Folder Sync with CLI

This example shows how to use the clearml-data folder sync function.

clearml-data folder sync mode is useful for cases when users have a single point of truth (i.e. a folder) that updates from time to time. When the point of truth is updated, users can call clearml-data sync and the changes (file addition, modification, or removal) will be reflected in ClearML.

Prerequisites

  1. First, make sure that you have cloned the clearml repository.
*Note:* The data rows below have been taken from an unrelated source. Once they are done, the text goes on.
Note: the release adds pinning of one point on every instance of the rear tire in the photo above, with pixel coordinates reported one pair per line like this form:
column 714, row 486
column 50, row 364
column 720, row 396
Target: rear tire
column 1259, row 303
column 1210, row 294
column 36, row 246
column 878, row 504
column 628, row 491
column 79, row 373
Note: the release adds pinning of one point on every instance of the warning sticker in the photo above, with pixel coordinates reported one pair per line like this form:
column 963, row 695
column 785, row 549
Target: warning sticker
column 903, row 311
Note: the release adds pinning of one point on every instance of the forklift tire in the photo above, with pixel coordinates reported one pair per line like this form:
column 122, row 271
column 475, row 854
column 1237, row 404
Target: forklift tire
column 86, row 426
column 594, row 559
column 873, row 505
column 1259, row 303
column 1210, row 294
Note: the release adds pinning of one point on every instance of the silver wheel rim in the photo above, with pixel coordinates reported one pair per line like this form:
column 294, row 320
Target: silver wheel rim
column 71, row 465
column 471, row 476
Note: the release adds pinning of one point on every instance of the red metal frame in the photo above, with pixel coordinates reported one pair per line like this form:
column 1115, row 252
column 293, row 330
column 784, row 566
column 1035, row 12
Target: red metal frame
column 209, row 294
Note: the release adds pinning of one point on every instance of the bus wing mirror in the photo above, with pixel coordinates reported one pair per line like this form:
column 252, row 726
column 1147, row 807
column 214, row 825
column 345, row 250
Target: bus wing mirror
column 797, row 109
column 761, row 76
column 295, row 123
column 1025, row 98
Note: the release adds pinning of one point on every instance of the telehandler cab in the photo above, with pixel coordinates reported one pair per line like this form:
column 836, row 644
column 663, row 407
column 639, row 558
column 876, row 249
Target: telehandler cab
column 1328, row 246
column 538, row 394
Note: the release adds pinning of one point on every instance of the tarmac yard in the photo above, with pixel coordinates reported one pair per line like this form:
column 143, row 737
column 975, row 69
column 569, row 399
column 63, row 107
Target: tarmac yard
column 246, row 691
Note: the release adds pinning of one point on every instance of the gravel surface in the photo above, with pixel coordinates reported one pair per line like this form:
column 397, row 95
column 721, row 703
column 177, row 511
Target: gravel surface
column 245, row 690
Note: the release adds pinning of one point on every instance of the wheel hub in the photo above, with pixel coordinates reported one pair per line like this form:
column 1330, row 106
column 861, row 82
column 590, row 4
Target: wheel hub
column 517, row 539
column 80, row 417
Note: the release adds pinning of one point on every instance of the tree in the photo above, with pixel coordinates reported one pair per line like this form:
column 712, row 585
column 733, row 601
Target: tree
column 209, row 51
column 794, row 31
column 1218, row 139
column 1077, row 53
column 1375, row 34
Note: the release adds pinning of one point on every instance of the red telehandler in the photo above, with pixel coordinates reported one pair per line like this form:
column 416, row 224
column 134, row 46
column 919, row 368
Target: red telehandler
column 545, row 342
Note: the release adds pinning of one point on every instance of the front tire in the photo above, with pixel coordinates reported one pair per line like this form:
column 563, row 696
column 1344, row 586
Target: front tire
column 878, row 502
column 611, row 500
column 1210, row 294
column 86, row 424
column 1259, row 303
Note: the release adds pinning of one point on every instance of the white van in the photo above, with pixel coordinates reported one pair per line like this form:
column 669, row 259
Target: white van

It contains all the needed files.

  2. Open terminal and change directory to the cloned repository's examples folder

    cd clearml/examples/reporting

Syncing a Folder

Create a dataset and sync the data_samples folder from the repo to ClearML

clearml-data sync --project datasets --name sync_folder --folder data_samples

Expected response:

clearml-data - Dataset Management & Versioning CLI
Creating a new dataset:
New dataset created id=0d8f5f3e5ebd4f849bfb218021be1ede
Syncing dataset id 0d8f5f3e5ebd4f849bfb218021be1ede to local folder data_samples
Generating SHA2 hash for 5 files
Hash generation completed
Sync completed: 0 files removed, 5 added / modified
Finalizing dataset
Pending uploads, starting dataset upload to https://files.community.clear.ml
Uploading compressed dataset changes (5 files, total 222.17 KB) to https://files.community.clear.ml
Upload completed (222.17 KB)
2021-05-04 09:57:56,809 - clearml.Task - INFO - Waiting to finish uploads
2021-05-04 09:57:57,581 - clearml.Task - INFO - Finished uploading
Dataset closed and finalized

As can be seen, the clearml-data sync command creates the dataset, then uploads the files, and closes the dataset.

Modifying Synced Folder

Modify the data folder:

  1. Add another line to one of the files in the data_samples folder.
  2. Add a file to the sample_data folder.
    Run echo "data data data" > data_samples/new_data.txt (this will create the file new_data.txt and put it in the data_samples folder)

Repeat the process of creating a new dataset with the previous one as its parent, and syncing the folder.

clearml-data sync --project datasets --name second_ds --parents a1ddc8b0711b4178828f6c6e6e994b7c --folder data_samples

Expected response:

clearml-data - Dataset Management & Versioning CLI
Creating a new dataset:
New dataset created id=0992dd6bae6144388e0f2ef131d9724a
Syncing dataset id 0992dd6bae6144388e0f2ef131d9724a to local folder data_samples
Generating SHA2 hash for 6 files
Hash generation completed
Sync completed: 0 files removed, 2 added / modified
Finalizing dataset
Pending uploads, starting dataset upload to https://files.community.clear.ml
Uploading compressed dataset changes (2 files, total 742 bytes) to https://files.community.clear.ml
Upload completed (742 bytes)
2021-05-04 10:05:42,353 - clearml.Task - INFO - Waiting to finish uploads
2021-05-04 10:05:43,106 - clearml.Task - INFO - Finished uploading
Dataset closed and finalized

See that 2 files were added or modified, just as expected!